7.6 Miles and 3 Iguanas

This Saturday my GF had the great idea of walking from her house to the beach...

3.8 miles there and 3.8 miles back.

In case I've ever given anyone the impression that I'm an active/athletic/fit person, I'm not. Like weekly Zumba classes kick my ass...

But, the GF is pretty and I'm a sucker for cute smiles. We walked.

Are you ready to be shocked? 

It wasn't horrible. Don't get me wrong, we live in Miami, it was hotter than the devil's closet (is that a thing? I'm making it a thing) and the air was humid and just really hard to breathe. (read: I'm out of shape and it was hard to breathe) We did have a great time though. We laughed a lot and we had bacon jerky as a snack. It was so good. It was probably the tastiest thing ever. Exercise makes my taste buds have really low standards apparently. 

My only complaint would have to be the wild life.

I am scared of frogs and lizards. This is not a secret to anyone. Iguanas however, are a whole new ball game. They are the spawns of Satan. They look prehistoric and pretty much turn me into a high pitch screaming/whining mess. I don't wish any harm to come to them and I do understand the role they play in the ecosystem. I am well aware that it is not their fault they look that way or that I'm scared of them. Ok, now that Peta doesn't hate me anymore...there were 3 of the ugliest iguanas I have ever seen in my life out and about during our little adventure. The first two were safely tucked away behind the fence of a golf course so it honestly wasn't that bad. We crossed the street and I did some Lamaze breathing and we were on our way. The third iguana, God help me I wanted to disappear from the face of the earth when I saw it. Was it behind a safe fence? Nope. Could I cross the street to escape?
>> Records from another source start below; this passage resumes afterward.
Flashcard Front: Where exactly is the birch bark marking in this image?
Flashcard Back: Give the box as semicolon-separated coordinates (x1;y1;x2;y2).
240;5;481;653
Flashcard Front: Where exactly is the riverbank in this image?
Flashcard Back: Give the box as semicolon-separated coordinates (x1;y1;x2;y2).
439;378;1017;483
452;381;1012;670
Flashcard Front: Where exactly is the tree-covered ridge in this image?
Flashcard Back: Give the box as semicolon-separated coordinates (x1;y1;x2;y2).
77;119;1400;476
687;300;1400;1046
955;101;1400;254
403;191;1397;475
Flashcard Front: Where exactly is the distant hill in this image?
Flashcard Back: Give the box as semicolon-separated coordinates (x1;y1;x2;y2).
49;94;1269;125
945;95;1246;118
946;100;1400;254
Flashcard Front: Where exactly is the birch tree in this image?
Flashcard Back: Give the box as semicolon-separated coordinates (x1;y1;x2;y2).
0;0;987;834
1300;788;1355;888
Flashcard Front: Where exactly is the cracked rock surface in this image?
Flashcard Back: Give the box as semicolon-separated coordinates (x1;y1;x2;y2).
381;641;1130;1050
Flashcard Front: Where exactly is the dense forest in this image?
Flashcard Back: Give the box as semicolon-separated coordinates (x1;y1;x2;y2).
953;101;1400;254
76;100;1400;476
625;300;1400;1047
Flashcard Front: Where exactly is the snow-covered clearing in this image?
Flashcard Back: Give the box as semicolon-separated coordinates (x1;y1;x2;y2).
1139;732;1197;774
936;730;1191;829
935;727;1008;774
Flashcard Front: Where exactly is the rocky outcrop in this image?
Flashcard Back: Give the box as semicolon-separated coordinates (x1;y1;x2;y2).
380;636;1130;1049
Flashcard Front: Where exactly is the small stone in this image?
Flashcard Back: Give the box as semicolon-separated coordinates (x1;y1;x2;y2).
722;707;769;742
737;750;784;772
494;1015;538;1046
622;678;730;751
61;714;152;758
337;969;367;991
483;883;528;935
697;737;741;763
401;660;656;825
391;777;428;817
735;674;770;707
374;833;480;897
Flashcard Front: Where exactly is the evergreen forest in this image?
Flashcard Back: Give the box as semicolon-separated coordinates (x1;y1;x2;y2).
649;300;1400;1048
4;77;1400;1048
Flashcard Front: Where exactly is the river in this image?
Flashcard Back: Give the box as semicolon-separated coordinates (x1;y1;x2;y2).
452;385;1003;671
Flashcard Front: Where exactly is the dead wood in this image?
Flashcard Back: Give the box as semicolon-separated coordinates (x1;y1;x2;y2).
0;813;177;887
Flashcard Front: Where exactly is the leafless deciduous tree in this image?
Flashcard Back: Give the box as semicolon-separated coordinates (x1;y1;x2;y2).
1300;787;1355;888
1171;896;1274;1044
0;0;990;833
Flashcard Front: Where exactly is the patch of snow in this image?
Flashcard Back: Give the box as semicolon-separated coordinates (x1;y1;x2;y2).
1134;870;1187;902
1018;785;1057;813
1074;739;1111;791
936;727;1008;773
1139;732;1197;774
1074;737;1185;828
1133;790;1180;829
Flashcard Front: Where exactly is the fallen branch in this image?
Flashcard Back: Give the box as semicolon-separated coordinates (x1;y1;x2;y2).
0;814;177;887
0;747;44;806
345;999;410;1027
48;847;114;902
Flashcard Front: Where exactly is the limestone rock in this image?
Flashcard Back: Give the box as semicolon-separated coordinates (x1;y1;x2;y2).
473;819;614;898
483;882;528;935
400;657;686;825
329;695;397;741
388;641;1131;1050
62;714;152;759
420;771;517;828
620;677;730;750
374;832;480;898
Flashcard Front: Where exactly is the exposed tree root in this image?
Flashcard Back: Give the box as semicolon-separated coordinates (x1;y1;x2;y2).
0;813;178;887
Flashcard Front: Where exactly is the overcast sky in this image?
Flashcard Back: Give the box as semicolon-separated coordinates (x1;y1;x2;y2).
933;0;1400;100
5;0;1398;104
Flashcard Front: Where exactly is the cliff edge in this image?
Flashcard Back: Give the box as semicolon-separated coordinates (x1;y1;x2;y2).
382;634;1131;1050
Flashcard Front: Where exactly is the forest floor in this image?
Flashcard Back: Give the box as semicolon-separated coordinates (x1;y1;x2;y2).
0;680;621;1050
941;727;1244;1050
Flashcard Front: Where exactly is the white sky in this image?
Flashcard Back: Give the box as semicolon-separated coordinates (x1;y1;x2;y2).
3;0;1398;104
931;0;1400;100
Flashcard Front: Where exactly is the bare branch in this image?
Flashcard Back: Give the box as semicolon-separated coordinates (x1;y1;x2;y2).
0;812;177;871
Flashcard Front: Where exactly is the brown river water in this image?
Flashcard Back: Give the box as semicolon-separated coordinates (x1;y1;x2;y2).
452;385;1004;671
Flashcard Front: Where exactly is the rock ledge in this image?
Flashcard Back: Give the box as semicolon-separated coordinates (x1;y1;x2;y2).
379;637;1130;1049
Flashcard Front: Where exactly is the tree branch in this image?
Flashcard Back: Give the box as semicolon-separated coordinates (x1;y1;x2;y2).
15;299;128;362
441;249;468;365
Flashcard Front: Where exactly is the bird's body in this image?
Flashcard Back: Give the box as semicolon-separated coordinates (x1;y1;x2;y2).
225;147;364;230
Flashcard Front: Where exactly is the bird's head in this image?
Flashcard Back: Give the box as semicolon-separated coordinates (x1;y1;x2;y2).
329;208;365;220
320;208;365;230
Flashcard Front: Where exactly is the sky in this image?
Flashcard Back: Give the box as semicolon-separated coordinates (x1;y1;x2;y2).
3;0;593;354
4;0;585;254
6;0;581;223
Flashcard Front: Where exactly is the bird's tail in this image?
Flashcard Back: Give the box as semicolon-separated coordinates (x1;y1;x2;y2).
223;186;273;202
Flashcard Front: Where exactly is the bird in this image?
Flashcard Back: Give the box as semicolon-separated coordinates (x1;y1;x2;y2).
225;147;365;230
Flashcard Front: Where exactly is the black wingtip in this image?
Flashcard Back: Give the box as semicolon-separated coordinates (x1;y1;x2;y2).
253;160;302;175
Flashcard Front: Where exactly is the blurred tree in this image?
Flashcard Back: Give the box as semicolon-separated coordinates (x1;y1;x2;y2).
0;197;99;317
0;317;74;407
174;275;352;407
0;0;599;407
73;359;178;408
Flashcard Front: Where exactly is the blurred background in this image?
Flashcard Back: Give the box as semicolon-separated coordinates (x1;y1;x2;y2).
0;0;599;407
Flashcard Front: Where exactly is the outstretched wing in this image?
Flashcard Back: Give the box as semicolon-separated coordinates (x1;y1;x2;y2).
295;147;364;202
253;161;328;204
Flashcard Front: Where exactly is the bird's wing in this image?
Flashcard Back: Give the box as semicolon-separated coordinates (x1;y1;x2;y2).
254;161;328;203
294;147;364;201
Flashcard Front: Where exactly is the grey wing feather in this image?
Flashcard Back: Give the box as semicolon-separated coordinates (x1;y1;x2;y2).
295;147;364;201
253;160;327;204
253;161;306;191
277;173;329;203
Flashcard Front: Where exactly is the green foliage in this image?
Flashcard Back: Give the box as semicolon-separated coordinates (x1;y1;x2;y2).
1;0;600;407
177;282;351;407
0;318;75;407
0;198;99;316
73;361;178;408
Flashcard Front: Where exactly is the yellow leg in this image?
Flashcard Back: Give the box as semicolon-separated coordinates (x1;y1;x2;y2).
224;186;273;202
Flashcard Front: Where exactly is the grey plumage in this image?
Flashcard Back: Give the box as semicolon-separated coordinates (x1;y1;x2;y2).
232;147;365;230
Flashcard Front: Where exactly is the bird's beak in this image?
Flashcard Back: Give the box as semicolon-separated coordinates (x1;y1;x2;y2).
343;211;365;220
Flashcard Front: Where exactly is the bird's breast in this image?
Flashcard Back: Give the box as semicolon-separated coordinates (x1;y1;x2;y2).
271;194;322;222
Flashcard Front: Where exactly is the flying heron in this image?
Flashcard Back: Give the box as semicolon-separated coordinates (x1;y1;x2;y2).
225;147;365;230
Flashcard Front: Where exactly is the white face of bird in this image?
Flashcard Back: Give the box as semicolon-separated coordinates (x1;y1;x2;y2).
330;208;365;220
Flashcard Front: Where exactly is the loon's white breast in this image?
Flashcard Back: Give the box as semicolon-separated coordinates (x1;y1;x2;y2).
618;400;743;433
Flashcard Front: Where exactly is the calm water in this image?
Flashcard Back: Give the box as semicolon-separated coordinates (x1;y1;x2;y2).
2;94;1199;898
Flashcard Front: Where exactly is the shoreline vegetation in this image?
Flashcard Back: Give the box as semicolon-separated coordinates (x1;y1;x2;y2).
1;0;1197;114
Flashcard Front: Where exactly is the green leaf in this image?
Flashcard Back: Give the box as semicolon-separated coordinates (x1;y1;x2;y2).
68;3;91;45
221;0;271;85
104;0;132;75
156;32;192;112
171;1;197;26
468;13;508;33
Not a fucking chance (6 lane bridge thing). Was it horrible looking? YES. I made the GF stomp around while she laughed at me in order to scare it back into the bushes because it was literally like a foot away from the sidewalk that we were on and omg gag. After the little beast scurried back to the underworld the bush where all the other iguanas were probably hanging out, I walked fast and tense past the area (which was also the up part for the bridge because fuck you Nat, that's why) and the GF tried to hide her laughter. Mind you, this was on the way back to her house and I was hot and in pain and scared and yea, we got in a mini fight...and then two more mini fights, completely unrelated to iguanas. 

But, we made it! 

We lived!

We dined on Chik-fil-A and it was so delicious I almost cried!

When we made it back to he house after dinner we were both super sore and super swore that we would never do that again...

 We're going again next weekend because she's pretty and I have no willpower.